In this way, these companies transform poor countries into a huge amusement park where illusions and good feelings rhyme with profits. Humanitarian tourism is nothing more than a new form of racism, where tourists dress in the costume of “Western savior” in order to save the “poor little Africans” who can be helped even without qualifications.
These travel agencies organize their projects not according to the needs of local populations but according to the supply and demand they receive, while satisfying the fantasies of the so called voluntourists.
They successfully take the “humanitarian” concept and turn it into a lucrative product. It is common for a volunteer to have to pay between €700 and €2,000, not including transport, for 2 weeks of voluntary work in a developing country, while the host association receives only a tiny fraction of this.

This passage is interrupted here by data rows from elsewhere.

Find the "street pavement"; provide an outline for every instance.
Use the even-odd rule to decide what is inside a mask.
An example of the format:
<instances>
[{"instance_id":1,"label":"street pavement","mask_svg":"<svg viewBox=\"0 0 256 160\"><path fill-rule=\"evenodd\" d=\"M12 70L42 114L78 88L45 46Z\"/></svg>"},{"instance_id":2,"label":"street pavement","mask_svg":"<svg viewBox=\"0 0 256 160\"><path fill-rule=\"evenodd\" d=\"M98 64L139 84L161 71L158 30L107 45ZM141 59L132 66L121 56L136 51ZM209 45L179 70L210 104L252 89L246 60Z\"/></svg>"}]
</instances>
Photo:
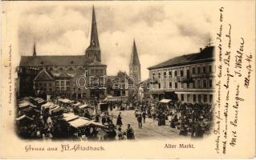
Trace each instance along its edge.
<instances>
[{"instance_id":1,"label":"street pavement","mask_svg":"<svg viewBox=\"0 0 256 160\"><path fill-rule=\"evenodd\" d=\"M127 124L131 124L136 139L170 139L179 137L178 130L172 129L169 121L166 121L165 126L159 126L157 121L153 122L152 118L146 118L146 122L144 123L142 121L142 129L140 129L134 110L116 110L114 109L112 111L114 117L116 118L120 112L121 112L123 122L122 130L124 131L127 129ZM113 119L113 123L116 124L116 118Z\"/></svg>"}]
</instances>

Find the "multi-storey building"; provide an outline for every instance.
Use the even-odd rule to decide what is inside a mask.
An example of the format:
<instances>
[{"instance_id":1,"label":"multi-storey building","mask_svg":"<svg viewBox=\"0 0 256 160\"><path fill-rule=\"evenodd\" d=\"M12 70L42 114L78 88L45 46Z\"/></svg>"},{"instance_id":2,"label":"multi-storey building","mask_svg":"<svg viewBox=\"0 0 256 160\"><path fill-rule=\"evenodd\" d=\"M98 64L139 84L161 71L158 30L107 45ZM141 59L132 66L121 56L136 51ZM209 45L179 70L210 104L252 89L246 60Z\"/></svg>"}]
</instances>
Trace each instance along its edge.
<instances>
[{"instance_id":1,"label":"multi-storey building","mask_svg":"<svg viewBox=\"0 0 256 160\"><path fill-rule=\"evenodd\" d=\"M93 7L90 46L85 50L85 55L38 55L35 42L33 55L21 58L18 72L19 95L33 95L39 90L50 95L78 99L104 98L106 89L103 86L106 70L107 66L101 63ZM95 80L91 80L91 77ZM96 81L98 87L92 87ZM52 86L48 86L50 84Z\"/></svg>"},{"instance_id":2,"label":"multi-storey building","mask_svg":"<svg viewBox=\"0 0 256 160\"><path fill-rule=\"evenodd\" d=\"M151 98L181 102L212 103L214 92L213 46L148 67Z\"/></svg>"}]
</instances>

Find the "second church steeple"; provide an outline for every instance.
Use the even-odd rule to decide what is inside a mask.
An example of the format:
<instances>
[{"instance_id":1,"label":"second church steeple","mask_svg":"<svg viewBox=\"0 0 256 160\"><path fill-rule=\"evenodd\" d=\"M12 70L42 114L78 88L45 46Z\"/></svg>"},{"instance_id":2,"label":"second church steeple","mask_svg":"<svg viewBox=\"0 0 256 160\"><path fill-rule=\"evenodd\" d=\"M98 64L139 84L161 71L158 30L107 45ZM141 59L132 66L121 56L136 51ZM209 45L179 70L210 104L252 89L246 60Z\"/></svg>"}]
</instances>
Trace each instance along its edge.
<instances>
[{"instance_id":1,"label":"second church steeple","mask_svg":"<svg viewBox=\"0 0 256 160\"><path fill-rule=\"evenodd\" d=\"M94 6L92 6L91 14L91 39L90 46L85 50L85 55L94 60L95 58L98 62L101 62L101 53L98 38L97 23Z\"/></svg>"}]
</instances>

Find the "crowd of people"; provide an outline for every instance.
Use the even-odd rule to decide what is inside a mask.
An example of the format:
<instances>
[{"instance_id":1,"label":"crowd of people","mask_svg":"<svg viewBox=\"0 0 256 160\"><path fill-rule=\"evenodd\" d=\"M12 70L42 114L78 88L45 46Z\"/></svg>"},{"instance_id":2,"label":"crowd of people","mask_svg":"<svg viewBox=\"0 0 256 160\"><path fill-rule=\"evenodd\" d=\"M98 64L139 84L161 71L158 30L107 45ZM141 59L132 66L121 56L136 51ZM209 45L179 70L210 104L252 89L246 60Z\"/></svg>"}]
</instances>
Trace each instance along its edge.
<instances>
[{"instance_id":1,"label":"crowd of people","mask_svg":"<svg viewBox=\"0 0 256 160\"><path fill-rule=\"evenodd\" d=\"M138 123L137 126L133 127L143 129L143 124L147 123L148 121L147 118L149 118L152 119L150 122L156 124L156 127L168 125L180 135L189 135L191 138L201 138L204 134L209 134L213 121L213 107L208 104L120 101L108 102L106 102L108 106L108 110L95 111L94 110L97 109L97 103L95 102L93 104L96 106L91 106L90 104L91 107L84 108L83 105L72 106L71 103L59 103L55 101L56 106L61 110L58 110L58 112L51 112L50 110L53 109L44 109L42 107L44 103L37 103L34 99L26 99L31 104L30 107L22 107L18 110L17 130L24 138L79 139L81 138L99 141L135 139L135 131L131 126L131 122L125 122L128 125L124 128L121 111L129 110L134 110L135 118ZM79 103L79 102L72 102L72 104ZM117 115L113 114L114 109L120 110ZM99 122L105 127L94 126L71 127L63 121L63 113L72 113L81 118ZM114 119L116 119L115 123Z\"/></svg>"}]
</instances>

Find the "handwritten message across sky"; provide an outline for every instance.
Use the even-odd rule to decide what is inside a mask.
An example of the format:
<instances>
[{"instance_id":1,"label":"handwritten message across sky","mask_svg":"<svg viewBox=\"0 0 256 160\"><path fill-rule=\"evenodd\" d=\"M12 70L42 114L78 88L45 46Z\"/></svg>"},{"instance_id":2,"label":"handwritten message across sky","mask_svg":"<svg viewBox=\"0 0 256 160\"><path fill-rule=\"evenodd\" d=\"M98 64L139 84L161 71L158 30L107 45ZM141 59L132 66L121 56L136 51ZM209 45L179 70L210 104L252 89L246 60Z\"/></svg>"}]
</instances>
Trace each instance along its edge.
<instances>
[{"instance_id":1,"label":"handwritten message across sky","mask_svg":"<svg viewBox=\"0 0 256 160\"><path fill-rule=\"evenodd\" d=\"M216 34L216 79L214 111L214 150L226 154L230 149L242 142L238 130L241 112L246 109L246 90L251 89L254 60L244 33L238 34L238 26L233 27L226 17L226 8L219 8L218 30ZM230 17L229 17L230 18ZM235 33L235 34L234 34Z\"/></svg>"}]
</instances>

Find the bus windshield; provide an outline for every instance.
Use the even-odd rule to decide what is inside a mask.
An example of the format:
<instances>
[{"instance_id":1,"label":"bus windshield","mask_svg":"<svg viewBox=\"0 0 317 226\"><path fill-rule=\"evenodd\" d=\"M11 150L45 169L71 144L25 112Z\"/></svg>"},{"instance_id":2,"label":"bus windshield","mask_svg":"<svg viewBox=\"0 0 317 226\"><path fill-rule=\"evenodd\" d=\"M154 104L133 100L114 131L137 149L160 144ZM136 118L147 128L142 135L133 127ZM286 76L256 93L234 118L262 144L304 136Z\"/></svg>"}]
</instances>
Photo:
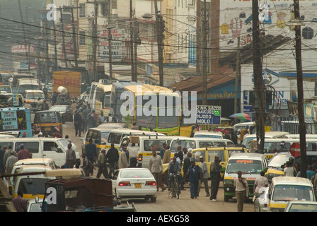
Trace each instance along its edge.
<instances>
[{"instance_id":1,"label":"bus windshield","mask_svg":"<svg viewBox=\"0 0 317 226\"><path fill-rule=\"evenodd\" d=\"M261 161L253 160L231 160L226 167L229 174L241 171L243 173L260 174L262 170Z\"/></svg>"},{"instance_id":2,"label":"bus windshield","mask_svg":"<svg viewBox=\"0 0 317 226\"><path fill-rule=\"evenodd\" d=\"M57 112L42 112L35 113L34 123L60 123L59 114Z\"/></svg>"},{"instance_id":3,"label":"bus windshield","mask_svg":"<svg viewBox=\"0 0 317 226\"><path fill-rule=\"evenodd\" d=\"M28 93L25 96L26 99L38 100L38 97L40 97L41 99L44 99L45 98L44 93Z\"/></svg>"}]
</instances>

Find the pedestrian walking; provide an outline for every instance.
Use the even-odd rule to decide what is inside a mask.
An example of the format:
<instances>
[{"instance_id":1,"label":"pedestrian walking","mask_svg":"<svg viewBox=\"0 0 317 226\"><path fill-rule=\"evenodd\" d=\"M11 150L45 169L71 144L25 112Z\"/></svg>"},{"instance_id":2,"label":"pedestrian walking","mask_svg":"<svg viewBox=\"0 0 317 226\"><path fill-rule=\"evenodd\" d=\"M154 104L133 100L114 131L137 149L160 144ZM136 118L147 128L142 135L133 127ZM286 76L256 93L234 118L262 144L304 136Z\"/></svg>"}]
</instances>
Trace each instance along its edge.
<instances>
[{"instance_id":1,"label":"pedestrian walking","mask_svg":"<svg viewBox=\"0 0 317 226\"><path fill-rule=\"evenodd\" d=\"M214 162L210 165L210 179L212 181L210 200L212 201L217 201L217 195L219 188L220 172L221 171L221 166L219 163L219 157L216 155Z\"/></svg>"},{"instance_id":2,"label":"pedestrian walking","mask_svg":"<svg viewBox=\"0 0 317 226\"><path fill-rule=\"evenodd\" d=\"M119 169L127 168L129 163L127 162L127 147L122 148L122 151L119 156L118 160Z\"/></svg>"},{"instance_id":3,"label":"pedestrian walking","mask_svg":"<svg viewBox=\"0 0 317 226\"><path fill-rule=\"evenodd\" d=\"M260 177L255 179L253 186L253 202L255 200L255 194L260 194L260 189L261 188L265 188L269 186L269 181L266 178L265 173L264 171L260 172Z\"/></svg>"},{"instance_id":4,"label":"pedestrian walking","mask_svg":"<svg viewBox=\"0 0 317 226\"><path fill-rule=\"evenodd\" d=\"M88 157L85 153L81 154L81 157L83 158L83 165L81 166L81 169L85 173L85 176L88 177L91 171L89 167L89 160L88 160Z\"/></svg>"},{"instance_id":5,"label":"pedestrian walking","mask_svg":"<svg viewBox=\"0 0 317 226\"><path fill-rule=\"evenodd\" d=\"M18 162L18 157L15 156L14 152L11 150L10 152L10 157L8 157L6 162L6 170L4 172L6 174L10 174L11 173L14 164Z\"/></svg>"},{"instance_id":6,"label":"pedestrian walking","mask_svg":"<svg viewBox=\"0 0 317 226\"><path fill-rule=\"evenodd\" d=\"M110 148L105 154L105 158L109 162L109 177L110 178L115 175L115 168L119 160L119 152L117 148L115 148L115 144L111 143Z\"/></svg>"},{"instance_id":7,"label":"pedestrian walking","mask_svg":"<svg viewBox=\"0 0 317 226\"><path fill-rule=\"evenodd\" d=\"M18 154L16 153L16 151L12 150L11 145L8 145L8 147L6 147L6 145L4 145L3 148L6 151L4 156L4 165L6 165L6 160L10 157L11 151L13 152L14 156L16 157L18 157Z\"/></svg>"},{"instance_id":8,"label":"pedestrian walking","mask_svg":"<svg viewBox=\"0 0 317 226\"><path fill-rule=\"evenodd\" d=\"M74 168L76 163L76 153L71 146L71 143L67 144L67 150L66 150L66 167L70 169Z\"/></svg>"},{"instance_id":9,"label":"pedestrian walking","mask_svg":"<svg viewBox=\"0 0 317 226\"><path fill-rule=\"evenodd\" d=\"M79 114L79 111L76 112L74 117L74 124L75 125L75 136L81 136L81 116Z\"/></svg>"},{"instance_id":10,"label":"pedestrian walking","mask_svg":"<svg viewBox=\"0 0 317 226\"><path fill-rule=\"evenodd\" d=\"M162 160L163 160L163 164L171 162L171 150L170 150L169 145L166 145L166 149L164 152L164 155L163 155Z\"/></svg>"},{"instance_id":11,"label":"pedestrian walking","mask_svg":"<svg viewBox=\"0 0 317 226\"><path fill-rule=\"evenodd\" d=\"M204 184L204 191L206 191L206 197L210 196L209 194L209 188L208 186L208 178L209 177L209 174L208 173L208 167L207 166L207 163L204 161L204 156L200 155L200 168L202 168L202 177L201 179L201 184ZM185 161L185 160L184 160ZM185 164L185 162L184 162ZM198 194L200 191L200 187L199 187Z\"/></svg>"},{"instance_id":12,"label":"pedestrian walking","mask_svg":"<svg viewBox=\"0 0 317 226\"><path fill-rule=\"evenodd\" d=\"M19 148L20 150L18 152L18 159L21 160L28 158L29 152L27 149L24 148L24 144L21 143Z\"/></svg>"},{"instance_id":13,"label":"pedestrian walking","mask_svg":"<svg viewBox=\"0 0 317 226\"><path fill-rule=\"evenodd\" d=\"M93 162L95 157L97 156L97 147L96 144L93 143L93 139L89 139L89 143L85 146L86 155L89 161L93 163L93 165L89 165L91 176L93 174Z\"/></svg>"},{"instance_id":14,"label":"pedestrian walking","mask_svg":"<svg viewBox=\"0 0 317 226\"><path fill-rule=\"evenodd\" d=\"M18 196L12 199L12 203L16 212L27 211L26 201L23 199L23 192L22 191L18 191Z\"/></svg>"},{"instance_id":15,"label":"pedestrian walking","mask_svg":"<svg viewBox=\"0 0 317 226\"><path fill-rule=\"evenodd\" d=\"M234 179L234 186L236 187L236 207L238 212L243 210L244 198L248 196L249 189L246 178L242 177L242 172L238 171L238 177Z\"/></svg>"},{"instance_id":16,"label":"pedestrian walking","mask_svg":"<svg viewBox=\"0 0 317 226\"><path fill-rule=\"evenodd\" d=\"M109 178L109 174L108 173L106 160L105 160L105 148L103 148L100 150L100 153L98 156L98 172L97 178L100 178L101 174L103 175L105 178Z\"/></svg>"},{"instance_id":17,"label":"pedestrian walking","mask_svg":"<svg viewBox=\"0 0 317 226\"><path fill-rule=\"evenodd\" d=\"M6 165L4 164L4 158L6 150L0 148L0 174L4 174L6 170Z\"/></svg>"},{"instance_id":18,"label":"pedestrian walking","mask_svg":"<svg viewBox=\"0 0 317 226\"><path fill-rule=\"evenodd\" d=\"M197 198L198 196L198 186L202 174L202 169L195 164L193 157L190 158L190 166L188 167L185 177L188 177L189 178L190 198Z\"/></svg>"},{"instance_id":19,"label":"pedestrian walking","mask_svg":"<svg viewBox=\"0 0 317 226\"><path fill-rule=\"evenodd\" d=\"M188 167L190 166L190 158L192 157L192 153L188 153L187 157L184 158L184 164L183 165L183 174L184 177L183 177L182 182L180 183L180 190L185 190L184 188L184 184L187 182L188 179L185 178L185 175L187 174Z\"/></svg>"},{"instance_id":20,"label":"pedestrian walking","mask_svg":"<svg viewBox=\"0 0 317 226\"><path fill-rule=\"evenodd\" d=\"M163 172L163 161L161 157L156 154L156 150L152 150L152 156L150 157L149 164L149 170L156 181L157 191L158 191L158 187L161 187L161 191L164 191L166 189L165 186L161 182L161 176Z\"/></svg>"},{"instance_id":21,"label":"pedestrian walking","mask_svg":"<svg viewBox=\"0 0 317 226\"><path fill-rule=\"evenodd\" d=\"M127 151L129 152L129 157L130 158L130 165L129 166L131 168L137 167L137 154L139 153L139 145L136 145L135 143L132 143L131 147L127 148Z\"/></svg>"}]
</instances>

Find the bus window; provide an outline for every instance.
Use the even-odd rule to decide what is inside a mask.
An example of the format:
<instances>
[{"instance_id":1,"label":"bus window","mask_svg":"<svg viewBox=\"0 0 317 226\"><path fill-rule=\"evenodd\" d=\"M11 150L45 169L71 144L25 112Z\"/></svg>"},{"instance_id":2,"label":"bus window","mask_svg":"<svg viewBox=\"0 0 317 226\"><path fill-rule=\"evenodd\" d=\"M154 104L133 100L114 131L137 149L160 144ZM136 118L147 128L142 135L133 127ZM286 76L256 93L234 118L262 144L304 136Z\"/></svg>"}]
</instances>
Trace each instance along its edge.
<instances>
[{"instance_id":1,"label":"bus window","mask_svg":"<svg viewBox=\"0 0 317 226\"><path fill-rule=\"evenodd\" d=\"M16 142L16 151L18 153L20 150L20 145L23 143L24 148L27 149L30 153L38 153L38 142Z\"/></svg>"}]
</instances>

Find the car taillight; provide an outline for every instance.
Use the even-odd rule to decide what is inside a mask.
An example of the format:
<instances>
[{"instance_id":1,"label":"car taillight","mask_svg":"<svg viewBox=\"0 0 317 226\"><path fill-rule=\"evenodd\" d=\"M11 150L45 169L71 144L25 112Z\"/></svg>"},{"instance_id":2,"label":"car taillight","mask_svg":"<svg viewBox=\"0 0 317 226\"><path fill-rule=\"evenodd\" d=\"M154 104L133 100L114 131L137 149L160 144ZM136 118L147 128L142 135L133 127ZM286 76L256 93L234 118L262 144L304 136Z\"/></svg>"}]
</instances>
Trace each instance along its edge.
<instances>
[{"instance_id":1,"label":"car taillight","mask_svg":"<svg viewBox=\"0 0 317 226\"><path fill-rule=\"evenodd\" d=\"M129 182L119 182L119 186L131 186L131 184Z\"/></svg>"},{"instance_id":2,"label":"car taillight","mask_svg":"<svg viewBox=\"0 0 317 226\"><path fill-rule=\"evenodd\" d=\"M138 160L139 162L140 162L140 161L142 160L142 159L143 159L143 155L142 155L142 154L139 154L139 155L137 156L137 160Z\"/></svg>"},{"instance_id":3,"label":"car taillight","mask_svg":"<svg viewBox=\"0 0 317 226\"><path fill-rule=\"evenodd\" d=\"M156 186L156 182L145 182L145 185Z\"/></svg>"}]
</instances>

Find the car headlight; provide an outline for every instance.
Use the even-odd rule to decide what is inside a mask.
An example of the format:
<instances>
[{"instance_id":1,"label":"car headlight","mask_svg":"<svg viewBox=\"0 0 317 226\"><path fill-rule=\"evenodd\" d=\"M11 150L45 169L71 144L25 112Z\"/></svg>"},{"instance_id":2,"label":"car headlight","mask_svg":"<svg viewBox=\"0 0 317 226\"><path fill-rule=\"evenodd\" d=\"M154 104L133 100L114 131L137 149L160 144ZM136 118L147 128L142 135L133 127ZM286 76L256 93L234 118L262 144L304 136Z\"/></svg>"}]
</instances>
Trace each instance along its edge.
<instances>
[{"instance_id":1,"label":"car headlight","mask_svg":"<svg viewBox=\"0 0 317 226\"><path fill-rule=\"evenodd\" d=\"M229 185L234 184L234 180L225 179L224 179L224 184L229 184Z\"/></svg>"}]
</instances>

The created projects reinforce volunteers’ stereotypes and turn poverty into a tourist attraction. For instance, it is possible for young, unqualified, and unskilled people to play doctor, teacher or lawyer in countries that are totally unknown to them! Volunteering projects, and to some extent local populations, are sold like commodities by these companies, at exorbitant prices.
If you would like to get involved in international volunteering projects, the associative world is here to help you, and to provide you an authentic experience and expertise in international solidarity, thanks to equal partnerships with local players (NO! It is important to know that we do not create local projects because we do not know the needs on the concerned country: our projects are proposed to us by our local partners and not the opposite).
To counter this phenomenon, SVI’s will is to inform and raise public awareness of these practices and their disastrous consequences for the associative sector, tourism, and local populations. As a Voluntary Association and Youth Organization, our aim is to help, encourage and inform, but never to profit from misery or solidarity!
If you want to do international volunteering, please use the associative sector: travel agencies have no place in the solidarity sector! Solidarity is not a tourist attraction, and even less a source of increase in wealth!